Chenca es cigarro en Guatemala y
esa puta tenía la cabeza demasiado delgada, como un filtro de Ducados o
cigarros Payasos. Una señora que mi madre trataba de rehabilitar y llegaba los
martes a la casa para hablar de las cosas que le pasaban en la vida y tenía la
cabeza, (eso), como los cigarros que fumaba mi abuela. La chica dejaba siempre
un olor a loción, una de esas lociones
que vienen en bote plástico en formatos de 600 ml con aromas demasiado
dulzones, como rosas con azúcar o té de canela o ambientadores para carro. Tenía
las uñas largas, el pelo recogido en una goma verde y las raíces capilares arriba
de la frente. Se teñía la cabeza de rubio, la puta con cabeza de chenca, y
fumaba Pall Mall y se miraba en el reflejo del espejo enorme de la sala y yo
pensaba que cada vez que lo hacía corría los dedos un poco más hacia arriba del
filtro. Entonces llegaba mi madre disculpándose por tener que atender una
llamada y la puta se aplastaba el fleco con la mano y dejaba de verse en el
espejo con un movimiento brusco, como si le diera pánico que la vieran
mirándose en el espejo, y decía “no te preocupes, Marianita, no has tardado
nada”. Mi madre podía olvidarse del té y se excusaba con un
ademán de “qué tonta que soy” que hacía poniendo la palma de la mano en la
frente y tardaba un momentito más para volver con las dos tazas y entonces sí,
empezar a platicar.
Escuché una vez que la puta le
contaba de este cliente que la había obligado a sentarse sobre una palanca de velocidades
y que había sido doloroso y que encima el muy cerdo la había tomado de los
hombros para bajarla con su peso. El motor del carro estaba encendido, dijo, y
era desagradable la sensación de engranajes, tornillos y piezas mecánicas allí
abajo. Peor aún cuando se iba para adelante (o para atrás) y sonaba la caja de
cambios quemándose por la falta de embrague y producía un sonido que le hacía
pensar en dientes mordiendo una acera o desplazándose sobre planchas de
hormigón. Mi madre la escuchaba todo el
tiempo del mundo, trataba de aconsejarla usando los mismos consejos de siempre
aunque tratando de cambiar las palabras por otras que significaran lo mismo.
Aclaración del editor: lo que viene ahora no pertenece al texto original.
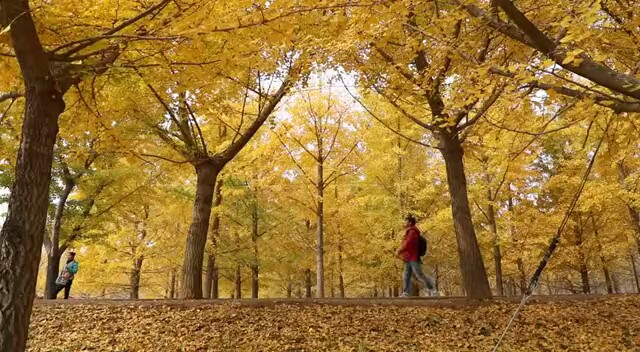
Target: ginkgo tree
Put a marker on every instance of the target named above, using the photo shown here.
(322, 134)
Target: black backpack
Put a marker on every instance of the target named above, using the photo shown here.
(422, 246)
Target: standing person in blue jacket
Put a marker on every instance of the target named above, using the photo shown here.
(67, 274)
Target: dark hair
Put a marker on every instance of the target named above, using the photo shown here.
(411, 219)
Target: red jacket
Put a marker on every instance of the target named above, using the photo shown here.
(409, 248)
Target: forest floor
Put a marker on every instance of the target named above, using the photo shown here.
(557, 323)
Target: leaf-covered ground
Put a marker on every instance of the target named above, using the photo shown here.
(602, 324)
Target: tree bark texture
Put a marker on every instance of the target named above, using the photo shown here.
(191, 288)
(22, 234)
(472, 267)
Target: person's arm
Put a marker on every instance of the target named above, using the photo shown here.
(73, 268)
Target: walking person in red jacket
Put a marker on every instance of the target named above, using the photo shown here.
(409, 252)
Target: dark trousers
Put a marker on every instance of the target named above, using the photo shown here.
(67, 289)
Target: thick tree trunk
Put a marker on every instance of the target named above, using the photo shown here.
(211, 259)
(53, 267)
(238, 283)
(307, 283)
(194, 254)
(24, 227)
(471, 265)
(134, 278)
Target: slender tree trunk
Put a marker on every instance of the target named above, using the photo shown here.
(208, 280)
(634, 214)
(584, 275)
(471, 265)
(340, 270)
(497, 255)
(215, 290)
(238, 283)
(332, 288)
(172, 284)
(307, 282)
(607, 276)
(212, 272)
(138, 259)
(635, 273)
(54, 252)
(134, 277)
(23, 231)
(254, 281)
(207, 173)
(584, 271)
(255, 269)
(53, 266)
(320, 239)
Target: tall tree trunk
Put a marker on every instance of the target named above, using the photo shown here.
(607, 276)
(134, 277)
(584, 271)
(53, 266)
(584, 275)
(616, 282)
(635, 273)
(24, 227)
(634, 214)
(332, 288)
(340, 270)
(307, 283)
(320, 239)
(603, 261)
(289, 288)
(191, 288)
(497, 255)
(255, 269)
(238, 283)
(208, 279)
(215, 290)
(471, 265)
(172, 284)
(54, 252)
(215, 231)
(519, 261)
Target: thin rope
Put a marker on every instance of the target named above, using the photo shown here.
(533, 283)
(524, 299)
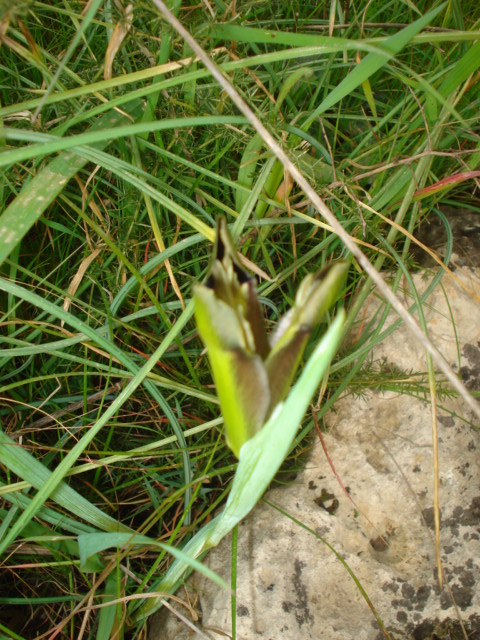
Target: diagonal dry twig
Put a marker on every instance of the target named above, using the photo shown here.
(318, 203)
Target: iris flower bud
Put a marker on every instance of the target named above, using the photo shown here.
(251, 376)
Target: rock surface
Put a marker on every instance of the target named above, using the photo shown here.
(297, 573)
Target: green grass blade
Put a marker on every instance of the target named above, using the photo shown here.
(41, 191)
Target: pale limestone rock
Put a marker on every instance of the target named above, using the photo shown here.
(292, 586)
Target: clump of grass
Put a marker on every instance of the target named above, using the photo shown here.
(110, 191)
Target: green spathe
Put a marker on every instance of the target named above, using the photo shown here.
(252, 377)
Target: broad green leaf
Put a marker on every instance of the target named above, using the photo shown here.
(15, 458)
(260, 459)
(373, 62)
(41, 191)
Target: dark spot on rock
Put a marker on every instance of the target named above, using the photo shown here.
(302, 611)
(423, 631)
(428, 517)
(402, 616)
(422, 596)
(390, 586)
(446, 421)
(379, 544)
(327, 501)
(287, 606)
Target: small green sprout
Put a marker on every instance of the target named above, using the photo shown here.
(251, 373)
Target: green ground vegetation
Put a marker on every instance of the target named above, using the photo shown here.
(118, 153)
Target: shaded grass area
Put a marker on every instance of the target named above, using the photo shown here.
(119, 153)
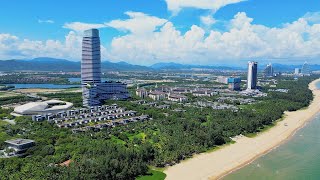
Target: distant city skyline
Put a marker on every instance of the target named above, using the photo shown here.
(204, 32)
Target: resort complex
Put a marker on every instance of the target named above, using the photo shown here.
(159, 90)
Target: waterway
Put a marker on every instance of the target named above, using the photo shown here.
(298, 158)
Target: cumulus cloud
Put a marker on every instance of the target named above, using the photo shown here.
(214, 5)
(138, 23)
(13, 47)
(80, 26)
(151, 39)
(207, 20)
(243, 40)
(48, 21)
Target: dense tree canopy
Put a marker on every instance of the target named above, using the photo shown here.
(124, 152)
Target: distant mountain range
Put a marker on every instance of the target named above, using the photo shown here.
(176, 66)
(52, 64)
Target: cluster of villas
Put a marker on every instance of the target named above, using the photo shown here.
(113, 114)
(214, 105)
(174, 94)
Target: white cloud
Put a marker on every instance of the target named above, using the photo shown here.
(243, 41)
(176, 5)
(138, 23)
(207, 20)
(150, 40)
(80, 26)
(48, 21)
(12, 47)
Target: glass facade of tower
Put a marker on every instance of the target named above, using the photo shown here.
(91, 58)
(95, 92)
(252, 75)
(268, 71)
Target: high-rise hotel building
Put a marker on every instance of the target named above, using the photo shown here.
(252, 75)
(95, 92)
(91, 57)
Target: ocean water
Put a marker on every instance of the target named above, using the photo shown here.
(297, 159)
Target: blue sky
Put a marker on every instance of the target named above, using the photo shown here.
(146, 32)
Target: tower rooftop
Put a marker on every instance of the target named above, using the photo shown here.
(91, 33)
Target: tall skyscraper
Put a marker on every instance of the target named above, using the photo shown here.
(305, 70)
(268, 71)
(252, 75)
(95, 92)
(91, 58)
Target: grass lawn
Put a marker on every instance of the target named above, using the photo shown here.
(153, 175)
(7, 94)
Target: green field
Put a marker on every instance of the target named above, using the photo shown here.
(153, 175)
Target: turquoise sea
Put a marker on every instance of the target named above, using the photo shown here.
(297, 159)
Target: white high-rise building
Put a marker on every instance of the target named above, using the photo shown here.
(95, 92)
(305, 70)
(91, 58)
(268, 71)
(252, 75)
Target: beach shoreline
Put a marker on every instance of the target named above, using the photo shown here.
(217, 164)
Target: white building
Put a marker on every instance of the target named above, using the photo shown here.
(142, 93)
(157, 95)
(177, 98)
(252, 75)
(95, 92)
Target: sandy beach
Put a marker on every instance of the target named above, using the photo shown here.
(215, 165)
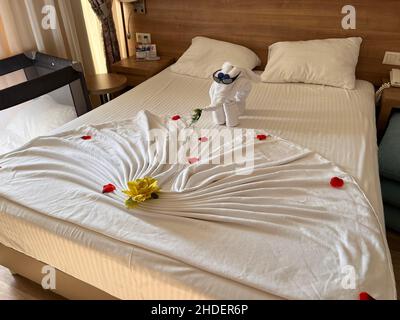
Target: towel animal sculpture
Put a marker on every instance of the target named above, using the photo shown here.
(229, 91)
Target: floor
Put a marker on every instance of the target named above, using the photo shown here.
(18, 288)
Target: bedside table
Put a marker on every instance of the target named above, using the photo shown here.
(139, 71)
(389, 101)
(104, 85)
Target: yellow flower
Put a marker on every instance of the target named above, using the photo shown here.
(141, 190)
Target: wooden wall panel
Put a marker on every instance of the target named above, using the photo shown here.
(258, 23)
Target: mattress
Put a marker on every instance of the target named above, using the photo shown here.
(338, 124)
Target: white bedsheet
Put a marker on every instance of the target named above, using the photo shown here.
(276, 225)
(336, 123)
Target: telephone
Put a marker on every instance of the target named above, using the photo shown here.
(394, 82)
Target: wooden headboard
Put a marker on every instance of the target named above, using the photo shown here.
(257, 24)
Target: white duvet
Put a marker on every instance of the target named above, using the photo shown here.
(281, 229)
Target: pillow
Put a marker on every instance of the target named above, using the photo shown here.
(205, 56)
(31, 119)
(329, 62)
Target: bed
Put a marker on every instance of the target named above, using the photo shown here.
(338, 124)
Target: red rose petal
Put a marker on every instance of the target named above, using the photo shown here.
(193, 160)
(365, 296)
(337, 182)
(108, 188)
(262, 137)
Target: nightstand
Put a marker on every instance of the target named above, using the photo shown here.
(139, 71)
(390, 100)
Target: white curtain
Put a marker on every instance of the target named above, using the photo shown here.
(21, 30)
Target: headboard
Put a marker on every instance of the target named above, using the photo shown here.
(257, 24)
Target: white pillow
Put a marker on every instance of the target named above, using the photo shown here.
(28, 120)
(328, 62)
(205, 56)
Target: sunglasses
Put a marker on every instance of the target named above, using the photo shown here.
(220, 77)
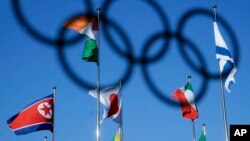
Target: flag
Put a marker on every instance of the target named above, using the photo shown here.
(89, 26)
(226, 61)
(35, 117)
(117, 136)
(84, 25)
(186, 97)
(203, 134)
(111, 100)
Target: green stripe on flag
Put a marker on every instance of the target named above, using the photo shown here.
(90, 52)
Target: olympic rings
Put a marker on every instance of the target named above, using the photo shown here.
(231, 34)
(144, 60)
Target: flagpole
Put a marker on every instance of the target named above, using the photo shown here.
(54, 105)
(45, 138)
(98, 81)
(193, 127)
(204, 129)
(121, 118)
(222, 92)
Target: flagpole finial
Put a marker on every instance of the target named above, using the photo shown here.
(214, 9)
(189, 78)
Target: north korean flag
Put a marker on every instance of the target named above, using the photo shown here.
(35, 117)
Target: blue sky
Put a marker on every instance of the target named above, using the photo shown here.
(31, 64)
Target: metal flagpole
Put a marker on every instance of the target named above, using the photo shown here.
(45, 138)
(193, 130)
(222, 92)
(53, 113)
(121, 116)
(204, 129)
(98, 81)
(193, 127)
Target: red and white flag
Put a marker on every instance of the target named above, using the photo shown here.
(186, 97)
(112, 101)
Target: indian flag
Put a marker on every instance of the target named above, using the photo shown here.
(186, 97)
(87, 25)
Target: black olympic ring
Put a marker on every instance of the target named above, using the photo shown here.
(144, 60)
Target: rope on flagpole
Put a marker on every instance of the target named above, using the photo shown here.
(193, 127)
(222, 92)
(121, 115)
(98, 80)
(53, 113)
-Y la otra vez, Marianita,-le dijo a mi madre-, llamaron estos niños que
vieron mi nombre en la guía telefónica para preguntar qué servicios ofrecía. Y
los escuchaba reírse, Marianita, en el teléfono a los muy bandidos.-
-Gente insensible –decía mi madre, y yo podía imaginar la cara de
repugnancia que tendría puesta, su cabeza haciendo movimientos reiterados de
“no”.
-Sí, Marianita. Pero ya sabes que no puedes hacerle el feo a nadie, las
cosas son así. Tengo que ganarme la vida, es lo que hago. Y los niños me dieron
una dirección ¿sabes? y me puse el abrigo y llamé a un taxi. Resultó ser,
Marianita, que era la casa de un vecino cualquiera y ya estaba cerca de tocar
el timbre cuando me gritaron del otro lado de la acera para decirme que no lo
hiciera, que fuera hacia donde estaban ellos. Tenían doce o trece años, los
niños, Marianita. Me habían dado la dirección del vecino para no dejar
constancia en el teléfono.
-No me digas, y para que nadie viera el taxi detenerse frente a su casa. ¿Y
qué hiciste?-
-Claro. Ya había pagado el taxi, Marianita, así que entré en su casa. Me
llevaron hasta la sala. Estaban muy asustados, los niños, pálidos y no podían
hablar, me señalaban las cosas, Marianita: un sillón, un vaso con cerveza, un
cenicero, un bowl con frituras. Lo tenían todo preparado–.
Las dos se callaron un rato. La
puta, supongo, tomaba un trago de té antes de seguir.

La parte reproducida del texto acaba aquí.